WKSI Waivers For A Recidivist – And a Dissent By Commissioner Stein

The question of waivers from certain disqualifications under the securities laws which are triggered automatically in certain instances — such as on the entry of a guilty plea — continues to be a controversial topic at the SEC. Earlier this year Commissioners Luis Aguilar and Kara Stein dissented from granting waivers to Oppenheimer & Co. from the “bad actor” provisions of the statutes (here). Commissioner Gallagher (here) and Chair White (here) have each delivered remarks addressing the application of the provisions, offering conflicting views.

Commissioner Stein again dissented from the granting of a waiver. In an order dated May 1, 2015 the Commission granted Deutsche Bank AG a waiver from being disqualified from the WKSI provisions based on the guilty plea of a subsidiary in the LIBOR scandal (here). The brief order provides that the bank subsidiary must comply with the terms of its guilty plea for the waiver to continue in effect. Those terms are not specified in the SEC order.

Commissioner Stein dissented (here). The WKSI, or well-known seasoned issuer provisions, created as part of the Securities Offering Reforms of 2005, apply to the most widely followed issuers who raise the most significant amounts of capital in the U.S. markets. The provisions give eligible issuers, advantages over other firms by affording them virtually instance access to the capital markets.

These privileges come with what Commissioner Stein called a “modicum of responsibility . . . the very low hurdle of not being ineligible.” To avoid being ineligible the issuer need only not have been convicted of, or plead guilty to, certain felonies or misdemeanors within the last three years. To obtain a waiver the issuer must show good cause.

Until recently the SEC did not grant WKSI waivers for criminal misconduct, according to Commissioner Stein. In September 2013 and then in April 2014, however, that changed. Waivers were granted to, respectively, UBS AG and RBS.

Deutsche Bank can now be added to the list of those who obtained waivers in the face of a criminal guilty plea despite the fact that it has failed to demonstrate good cause, according to Commissioner Stein. This failure is apparent in view of “Deutsche Bank’s illegal conduct involved nearly a decade of lying, cheating, and stealing. This criminal conduct was pervasive and widespread, involving dozens of employees from Deutsche Bank offices including New York, Frankfurt, Tokyo, and London. Deutsche Bank’s traders engaged in a brazen scheme to defraud Deutsche Bank’s counterparties and the worldwide financial marketplace by secretly manipulating LIBOR. The conduct is appalling. It was a complete criminal fraud upon the worldwide marketplace.”

The bank is also a recidivist. “Since 2004, Deutsche Bank has, among other violations, a criminal admission of wrongdoing connected to promoting tax shelters, a settlement involving misleading investors about auction rate securities, and a violation against its investment bank for improperly asserting influence over research analyst. Deutsche Bank requested and was granted a WKSI waiver in 2007 and 2009,” Commissioner Stein noted.

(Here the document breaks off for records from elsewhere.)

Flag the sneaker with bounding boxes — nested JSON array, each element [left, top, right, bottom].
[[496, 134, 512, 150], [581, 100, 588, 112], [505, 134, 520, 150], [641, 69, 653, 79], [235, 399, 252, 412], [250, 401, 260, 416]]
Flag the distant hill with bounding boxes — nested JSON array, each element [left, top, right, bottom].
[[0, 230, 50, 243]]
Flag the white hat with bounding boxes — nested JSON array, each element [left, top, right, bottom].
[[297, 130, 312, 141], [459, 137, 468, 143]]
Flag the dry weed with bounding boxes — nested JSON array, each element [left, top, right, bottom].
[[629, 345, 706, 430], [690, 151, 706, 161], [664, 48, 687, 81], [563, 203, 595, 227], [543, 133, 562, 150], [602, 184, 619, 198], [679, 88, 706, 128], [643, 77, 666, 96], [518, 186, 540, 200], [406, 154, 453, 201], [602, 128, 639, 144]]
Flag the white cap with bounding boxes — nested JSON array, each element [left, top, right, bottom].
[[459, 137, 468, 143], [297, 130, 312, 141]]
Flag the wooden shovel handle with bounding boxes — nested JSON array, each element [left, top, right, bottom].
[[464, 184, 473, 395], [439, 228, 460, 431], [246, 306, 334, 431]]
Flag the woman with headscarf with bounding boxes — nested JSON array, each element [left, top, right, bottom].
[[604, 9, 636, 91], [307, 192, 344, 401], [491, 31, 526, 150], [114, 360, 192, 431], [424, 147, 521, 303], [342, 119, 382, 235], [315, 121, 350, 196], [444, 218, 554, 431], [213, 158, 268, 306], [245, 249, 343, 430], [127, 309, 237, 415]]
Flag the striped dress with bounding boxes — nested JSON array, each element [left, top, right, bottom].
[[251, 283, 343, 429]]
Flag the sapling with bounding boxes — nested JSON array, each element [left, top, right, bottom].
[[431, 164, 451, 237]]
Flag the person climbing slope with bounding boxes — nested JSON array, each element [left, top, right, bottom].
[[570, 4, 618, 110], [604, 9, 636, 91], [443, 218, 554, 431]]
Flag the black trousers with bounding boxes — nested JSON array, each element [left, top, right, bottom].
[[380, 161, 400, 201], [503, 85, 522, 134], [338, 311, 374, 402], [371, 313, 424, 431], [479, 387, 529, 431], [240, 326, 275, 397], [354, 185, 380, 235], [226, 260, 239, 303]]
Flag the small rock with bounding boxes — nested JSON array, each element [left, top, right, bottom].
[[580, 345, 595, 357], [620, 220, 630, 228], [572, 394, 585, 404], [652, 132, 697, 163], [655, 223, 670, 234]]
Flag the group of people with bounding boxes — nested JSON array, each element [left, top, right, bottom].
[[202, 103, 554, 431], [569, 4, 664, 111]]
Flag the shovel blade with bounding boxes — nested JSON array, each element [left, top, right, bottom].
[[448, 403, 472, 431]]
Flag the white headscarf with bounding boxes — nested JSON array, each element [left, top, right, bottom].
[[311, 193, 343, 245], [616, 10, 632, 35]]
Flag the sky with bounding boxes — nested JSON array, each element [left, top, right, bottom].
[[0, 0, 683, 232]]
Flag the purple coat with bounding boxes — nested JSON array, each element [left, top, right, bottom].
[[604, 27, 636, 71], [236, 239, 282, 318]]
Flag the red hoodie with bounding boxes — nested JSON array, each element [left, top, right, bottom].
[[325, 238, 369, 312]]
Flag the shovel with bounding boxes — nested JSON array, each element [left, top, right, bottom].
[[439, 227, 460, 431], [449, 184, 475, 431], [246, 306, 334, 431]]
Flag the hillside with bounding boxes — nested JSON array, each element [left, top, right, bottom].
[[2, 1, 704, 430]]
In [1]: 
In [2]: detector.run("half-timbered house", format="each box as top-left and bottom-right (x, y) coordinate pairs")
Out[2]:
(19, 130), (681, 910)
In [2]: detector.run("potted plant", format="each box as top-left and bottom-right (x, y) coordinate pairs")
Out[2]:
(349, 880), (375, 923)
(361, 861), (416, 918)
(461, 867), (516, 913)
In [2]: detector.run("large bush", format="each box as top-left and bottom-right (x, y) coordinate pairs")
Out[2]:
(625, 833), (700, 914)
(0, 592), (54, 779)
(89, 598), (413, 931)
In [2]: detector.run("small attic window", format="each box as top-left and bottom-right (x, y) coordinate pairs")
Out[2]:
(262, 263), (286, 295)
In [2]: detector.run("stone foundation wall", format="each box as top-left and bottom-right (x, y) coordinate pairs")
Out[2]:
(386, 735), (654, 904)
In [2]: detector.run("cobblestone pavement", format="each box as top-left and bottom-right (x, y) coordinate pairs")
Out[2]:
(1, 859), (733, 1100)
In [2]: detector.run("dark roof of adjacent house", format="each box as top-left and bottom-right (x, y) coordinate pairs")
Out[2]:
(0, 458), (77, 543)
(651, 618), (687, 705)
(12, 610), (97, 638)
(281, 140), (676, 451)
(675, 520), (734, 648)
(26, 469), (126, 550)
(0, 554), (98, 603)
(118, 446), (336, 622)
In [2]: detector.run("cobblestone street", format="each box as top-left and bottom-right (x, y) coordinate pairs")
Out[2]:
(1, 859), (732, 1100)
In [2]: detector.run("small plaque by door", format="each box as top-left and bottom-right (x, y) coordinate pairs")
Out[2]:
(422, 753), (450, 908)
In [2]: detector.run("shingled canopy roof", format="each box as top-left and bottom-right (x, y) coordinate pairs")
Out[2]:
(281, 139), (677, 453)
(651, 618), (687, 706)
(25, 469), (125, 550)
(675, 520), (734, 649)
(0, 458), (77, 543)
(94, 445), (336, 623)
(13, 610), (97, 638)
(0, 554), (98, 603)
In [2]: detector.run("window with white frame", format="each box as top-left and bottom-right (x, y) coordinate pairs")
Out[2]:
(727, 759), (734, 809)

In view of Deutsche Bank’s conduct in connection with the LIBOR scandal, and its past violations, Commissioner Stein was “unable to conclude that Deutsche Bank’s culture of compliance and the reliability and accuracy of its future disclosures establishes good cause for a waiver. As the U.S. Commodity Futures Trading Commissioner’s (“CFTC”) Director of Enforcement noted: ‘Deutsche Bank’s culture allowed such egregious and pervasive misconduct to thrive.’” This is not a predicate for granting a waiver.